We’ve been in Vancouver, British Columbia for two days now, and it hasn’t been love at first sight. True, its location is stunning, as you can see below.
But the city is very large, very crowded, and very noisy. In addition, everybody seems to always be doing something: running, bicycling, speed-walking. It’s as if life is happening at a faster pace here than elsewhere. More than once I was reminded of an old documentary called Koyaanisqatsi. Its time-lapse and fast-motion sequences of modern life left quite an impression on me when I first saw in in the mid-80s.
I will say that on the morning of day 3, I’m getting acclimated to Vancouver, and that we’ve progressed from frenemies to acquaintances. Who knows, by the time we leave tomorrow, we may have struck up a friendship.
Yesterday we drove to the resort town of Whistler, about two hours north of Vancouver. I’d seen photos of towering mountain peaks and pristine alpine lakes. All of that may be there somewhere, but what we encountered was an extension of the traffic and crowdedness of Vancouver. Whistler Village is dominated by massive upscale lodges completely out of scale given the environment; expensive shops; and stressed-out drivers looking for parking. I felt so uncomfortable there that we left as soon as we arrived.
The most interesting thing of the whole drive to Whistler were the bilingual road signs in English and Squamish. Squamish looks to be a highly complicated language. Just take a look at the sign in the collage above (lower right). The town of Squamish is written as “Sḵwx̱wú7mesh.” Click here to hear it pronounced by a native speaker.
After our less-than-satisfying outing to Whistler I dropped my family off at our apartment on the campus of the University of British Columbia and headed to nearby VanDusen Botanical Garden to find some peace and solitude.
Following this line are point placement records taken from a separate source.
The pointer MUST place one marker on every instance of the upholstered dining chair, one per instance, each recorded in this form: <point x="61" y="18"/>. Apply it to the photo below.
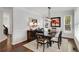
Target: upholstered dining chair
<point x="41" y="40"/>
<point x="58" y="39"/>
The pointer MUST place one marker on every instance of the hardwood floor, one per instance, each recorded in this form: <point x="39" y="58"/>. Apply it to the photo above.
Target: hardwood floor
<point x="19" y="47"/>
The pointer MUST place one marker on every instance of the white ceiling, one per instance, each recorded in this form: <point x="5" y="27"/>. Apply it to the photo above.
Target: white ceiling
<point x="44" y="10"/>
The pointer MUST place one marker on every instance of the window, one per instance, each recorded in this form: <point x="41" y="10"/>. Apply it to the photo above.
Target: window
<point x="68" y="23"/>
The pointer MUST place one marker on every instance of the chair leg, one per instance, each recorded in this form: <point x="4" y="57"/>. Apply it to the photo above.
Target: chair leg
<point x="43" y="47"/>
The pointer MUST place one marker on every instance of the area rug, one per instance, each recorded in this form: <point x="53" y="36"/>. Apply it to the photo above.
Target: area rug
<point x="33" y="46"/>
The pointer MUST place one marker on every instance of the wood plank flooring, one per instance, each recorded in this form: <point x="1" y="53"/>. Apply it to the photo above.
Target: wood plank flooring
<point x="19" y="47"/>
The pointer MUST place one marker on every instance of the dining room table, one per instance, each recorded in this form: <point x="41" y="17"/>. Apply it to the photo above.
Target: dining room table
<point x="48" y="36"/>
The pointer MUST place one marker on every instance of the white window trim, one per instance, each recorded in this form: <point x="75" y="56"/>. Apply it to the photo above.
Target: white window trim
<point x="65" y="31"/>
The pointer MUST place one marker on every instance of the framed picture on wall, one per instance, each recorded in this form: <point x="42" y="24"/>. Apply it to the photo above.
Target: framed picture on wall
<point x="56" y="22"/>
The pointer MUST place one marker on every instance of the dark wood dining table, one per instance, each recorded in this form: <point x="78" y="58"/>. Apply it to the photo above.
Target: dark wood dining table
<point x="47" y="36"/>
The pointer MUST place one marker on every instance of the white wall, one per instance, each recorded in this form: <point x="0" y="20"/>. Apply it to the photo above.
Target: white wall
<point x="8" y="17"/>
<point x="3" y="20"/>
<point x="76" y="27"/>
<point x="1" y="31"/>
<point x="21" y="24"/>
<point x="62" y="15"/>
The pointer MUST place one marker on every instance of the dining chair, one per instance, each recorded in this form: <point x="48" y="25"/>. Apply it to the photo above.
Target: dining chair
<point x="41" y="40"/>
<point x="57" y="40"/>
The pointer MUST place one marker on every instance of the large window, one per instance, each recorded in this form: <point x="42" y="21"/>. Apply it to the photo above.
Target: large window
<point x="68" y="23"/>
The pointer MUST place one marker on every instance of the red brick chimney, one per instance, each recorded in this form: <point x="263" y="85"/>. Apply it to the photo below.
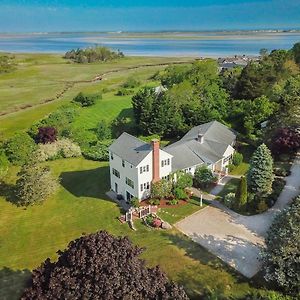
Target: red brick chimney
<point x="155" y="160"/>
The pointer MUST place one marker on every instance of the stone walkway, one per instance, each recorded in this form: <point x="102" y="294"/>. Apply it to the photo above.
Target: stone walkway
<point x="234" y="238"/>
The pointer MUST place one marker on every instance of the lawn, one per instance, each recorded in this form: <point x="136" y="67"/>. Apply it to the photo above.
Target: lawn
<point x="80" y="206"/>
<point x="230" y="187"/>
<point x="43" y="76"/>
<point x="174" y="214"/>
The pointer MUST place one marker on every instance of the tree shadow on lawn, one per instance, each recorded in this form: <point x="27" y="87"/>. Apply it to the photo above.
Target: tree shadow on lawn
<point x="92" y="183"/>
<point x="13" y="283"/>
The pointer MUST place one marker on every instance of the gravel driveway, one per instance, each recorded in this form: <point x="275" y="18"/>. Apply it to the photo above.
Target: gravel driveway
<point x="234" y="238"/>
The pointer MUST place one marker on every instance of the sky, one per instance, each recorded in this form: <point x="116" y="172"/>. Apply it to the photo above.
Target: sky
<point x="150" y="15"/>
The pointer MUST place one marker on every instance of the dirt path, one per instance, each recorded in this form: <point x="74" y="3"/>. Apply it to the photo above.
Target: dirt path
<point x="71" y="84"/>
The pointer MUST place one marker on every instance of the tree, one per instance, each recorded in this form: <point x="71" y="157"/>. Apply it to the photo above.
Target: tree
<point x="101" y="266"/>
<point x="103" y="131"/>
<point x="296" y="52"/>
<point x="35" y="183"/>
<point x="286" y="140"/>
<point x="203" y="176"/>
<point x="161" y="189"/>
<point x="4" y="163"/>
<point x="46" y="135"/>
<point x="260" y="175"/>
<point x="19" y="148"/>
<point x="241" y="194"/>
<point x="281" y="256"/>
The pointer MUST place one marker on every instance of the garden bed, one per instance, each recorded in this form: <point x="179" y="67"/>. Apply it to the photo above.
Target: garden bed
<point x="164" y="203"/>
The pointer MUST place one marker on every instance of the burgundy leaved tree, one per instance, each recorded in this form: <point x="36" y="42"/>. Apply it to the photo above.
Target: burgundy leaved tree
<point x="100" y="266"/>
<point x="46" y="135"/>
<point x="286" y="140"/>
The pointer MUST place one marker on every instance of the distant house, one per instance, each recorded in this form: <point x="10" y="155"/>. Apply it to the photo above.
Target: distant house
<point x="135" y="164"/>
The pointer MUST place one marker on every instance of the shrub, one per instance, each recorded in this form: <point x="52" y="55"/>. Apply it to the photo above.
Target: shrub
<point x="135" y="202"/>
<point x="156" y="223"/>
<point x="86" y="100"/>
<point x="131" y="83"/>
<point x="184" y="180"/>
<point x="262" y="206"/>
<point x="286" y="140"/>
<point x="103" y="131"/>
<point x="4" y="163"/>
<point x="46" y="135"/>
<point x="203" y="177"/>
<point x="154" y="202"/>
<point x="161" y="189"/>
<point x="61" y="119"/>
<point x="35" y="183"/>
<point x="19" y="148"/>
<point x="237" y="158"/>
<point x="173" y="202"/>
<point x="180" y="194"/>
<point x="229" y="200"/>
<point x="63" y="148"/>
<point x="241" y="194"/>
<point x="101" y="266"/>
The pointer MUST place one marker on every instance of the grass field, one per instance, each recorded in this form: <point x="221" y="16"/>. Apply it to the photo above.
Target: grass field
<point x="80" y="206"/>
<point x="43" y="76"/>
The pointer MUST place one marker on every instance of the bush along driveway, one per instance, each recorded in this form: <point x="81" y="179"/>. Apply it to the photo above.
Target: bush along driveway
<point x="235" y="238"/>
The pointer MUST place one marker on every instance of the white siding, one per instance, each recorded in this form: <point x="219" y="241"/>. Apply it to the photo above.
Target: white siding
<point x="128" y="171"/>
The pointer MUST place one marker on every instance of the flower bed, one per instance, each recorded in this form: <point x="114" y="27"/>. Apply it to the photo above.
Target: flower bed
<point x="164" y="203"/>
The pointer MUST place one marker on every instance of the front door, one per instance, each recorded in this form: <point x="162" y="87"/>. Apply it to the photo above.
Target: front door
<point x="128" y="196"/>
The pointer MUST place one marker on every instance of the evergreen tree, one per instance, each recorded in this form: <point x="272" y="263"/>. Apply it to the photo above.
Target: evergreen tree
<point x="241" y="194"/>
<point x="260" y="176"/>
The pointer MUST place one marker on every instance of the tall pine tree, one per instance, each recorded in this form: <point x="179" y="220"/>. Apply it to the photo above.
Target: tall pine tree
<point x="260" y="175"/>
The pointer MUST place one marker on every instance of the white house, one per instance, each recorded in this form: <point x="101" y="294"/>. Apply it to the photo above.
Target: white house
<point x="134" y="164"/>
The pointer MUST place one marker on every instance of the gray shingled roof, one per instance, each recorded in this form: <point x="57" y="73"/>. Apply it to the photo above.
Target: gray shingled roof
<point x="130" y="148"/>
<point x="189" y="152"/>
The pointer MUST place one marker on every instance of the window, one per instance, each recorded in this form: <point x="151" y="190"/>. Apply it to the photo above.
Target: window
<point x="144" y="169"/>
<point x="116" y="173"/>
<point x="129" y="182"/>
<point x="145" y="186"/>
<point x="165" y="162"/>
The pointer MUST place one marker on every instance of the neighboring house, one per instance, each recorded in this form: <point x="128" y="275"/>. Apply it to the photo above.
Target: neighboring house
<point x="134" y="164"/>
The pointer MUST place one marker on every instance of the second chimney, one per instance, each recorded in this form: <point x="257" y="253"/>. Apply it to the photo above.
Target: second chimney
<point x="200" y="138"/>
<point x="155" y="160"/>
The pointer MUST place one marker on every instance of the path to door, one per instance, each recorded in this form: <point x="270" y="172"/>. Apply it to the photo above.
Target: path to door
<point x="234" y="238"/>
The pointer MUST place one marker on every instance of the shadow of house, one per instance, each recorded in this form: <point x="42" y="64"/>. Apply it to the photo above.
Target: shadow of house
<point x="13" y="283"/>
<point x="92" y="183"/>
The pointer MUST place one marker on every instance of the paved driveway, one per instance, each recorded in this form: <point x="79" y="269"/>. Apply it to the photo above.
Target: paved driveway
<point x="234" y="238"/>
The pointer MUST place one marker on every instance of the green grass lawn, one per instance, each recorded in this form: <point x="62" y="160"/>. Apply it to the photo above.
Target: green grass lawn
<point x="230" y="187"/>
<point x="29" y="236"/>
<point x="175" y="214"/>
<point x="42" y="76"/>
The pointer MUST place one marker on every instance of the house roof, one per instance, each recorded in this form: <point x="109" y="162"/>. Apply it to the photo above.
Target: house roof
<point x="130" y="148"/>
<point x="189" y="151"/>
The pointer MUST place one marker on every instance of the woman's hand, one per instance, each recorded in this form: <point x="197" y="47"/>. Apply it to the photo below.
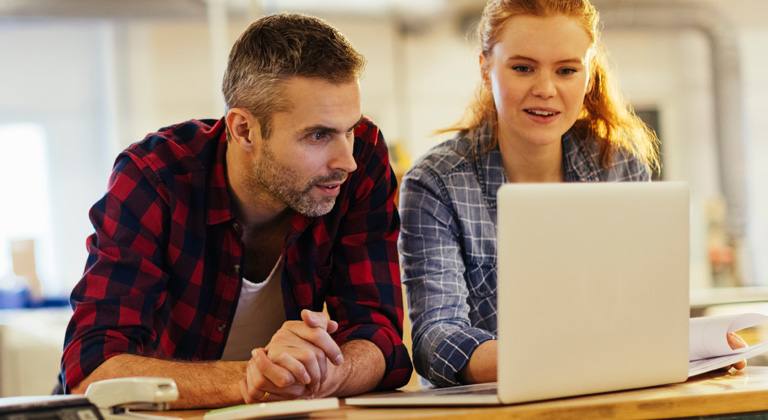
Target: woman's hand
<point x="736" y="342"/>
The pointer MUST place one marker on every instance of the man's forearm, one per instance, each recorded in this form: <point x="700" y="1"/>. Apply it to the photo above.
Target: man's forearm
<point x="362" y="370"/>
<point x="201" y="384"/>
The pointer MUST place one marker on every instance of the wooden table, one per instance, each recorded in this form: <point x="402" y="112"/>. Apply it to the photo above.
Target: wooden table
<point x="738" y="392"/>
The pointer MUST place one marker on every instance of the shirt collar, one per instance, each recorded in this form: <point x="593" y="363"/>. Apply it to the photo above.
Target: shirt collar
<point x="578" y="155"/>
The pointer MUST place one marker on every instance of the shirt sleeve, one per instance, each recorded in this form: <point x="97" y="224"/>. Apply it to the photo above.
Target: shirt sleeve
<point x="123" y="281"/>
<point x="366" y="294"/>
<point x="433" y="272"/>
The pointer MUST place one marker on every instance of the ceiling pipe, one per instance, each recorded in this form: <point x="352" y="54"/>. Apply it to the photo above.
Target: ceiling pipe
<point x="726" y="83"/>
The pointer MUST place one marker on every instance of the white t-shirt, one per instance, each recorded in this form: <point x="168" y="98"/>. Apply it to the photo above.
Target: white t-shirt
<point x="259" y="314"/>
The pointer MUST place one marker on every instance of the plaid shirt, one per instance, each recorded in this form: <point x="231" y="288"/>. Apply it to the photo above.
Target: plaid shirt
<point x="163" y="274"/>
<point x="448" y="243"/>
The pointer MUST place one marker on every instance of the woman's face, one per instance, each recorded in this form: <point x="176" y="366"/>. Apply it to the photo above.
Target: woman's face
<point x="538" y="73"/>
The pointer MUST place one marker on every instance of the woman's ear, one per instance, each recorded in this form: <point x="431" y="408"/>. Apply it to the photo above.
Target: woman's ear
<point x="243" y="128"/>
<point x="485" y="77"/>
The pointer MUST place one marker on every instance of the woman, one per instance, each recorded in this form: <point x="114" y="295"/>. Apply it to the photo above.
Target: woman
<point x="545" y="111"/>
In his 2014 book The Pacific Northwest Garden Tour: The 60 Best Gardens to Visit in Oregon, Washington, and British Columbia, Donald Olson calls VanDusen not only “one of the great gardens of the Pacific Northwest” (and the one garden to visit in Vancouver if you only have time for one), but “one of the great gardens of the world.”
I haven’t been to enough gardens internationally to judge the merit of that claim, but I thoroughly enjoyed my visit to VanDusen for several reasons: There were very few people there, and shortly after I arrived it started to drizzle. Feeling raindrops on my skin felt indescribably good. It was warm, around 80°F, and quite humid, but I didn’t mind.
Water lilies in Cypress Pond, VanDusen Botanical Garden
VanDusen is a large garden. I spend a couple of hours walking and I still didn’t see everything. It wasn’t until later that I read it’s spread out over 55 acres (22 hectares).
Living in California and typically drawn to sun-drenched Southern California and Arizona, I’m used to xeric gardens that are wide open. In contrast, VanDusen has many shady areas with dense stands of trees, alternating with expanses of grass and ponds (some of them called “lakes”). Clearly there is no shortage of water here in British Columbia. It took me a while to get used to such an abundance of water-loving greenery.
Cutting garden at VanDusen Botanical Garden
I took many photos, more than enough for a dedicated post. Look forward to a cornucopia of large-leafed plants!
VanDusen Botanical Garden
I should also mention the Visitor Centre. Opened in 2011 and one of only five buildings worldwide that have received LEED Platinum certification (LEED’s highest energy-efficiency and sustainability rating), it is a fluid combination of wood, glass, concrete and metal. Seen from the air, it apparently resembles an orchid. I wish I’d had more time to explore it, but I’d already stayed longer than I thought I would and I had to meet my family for dinner.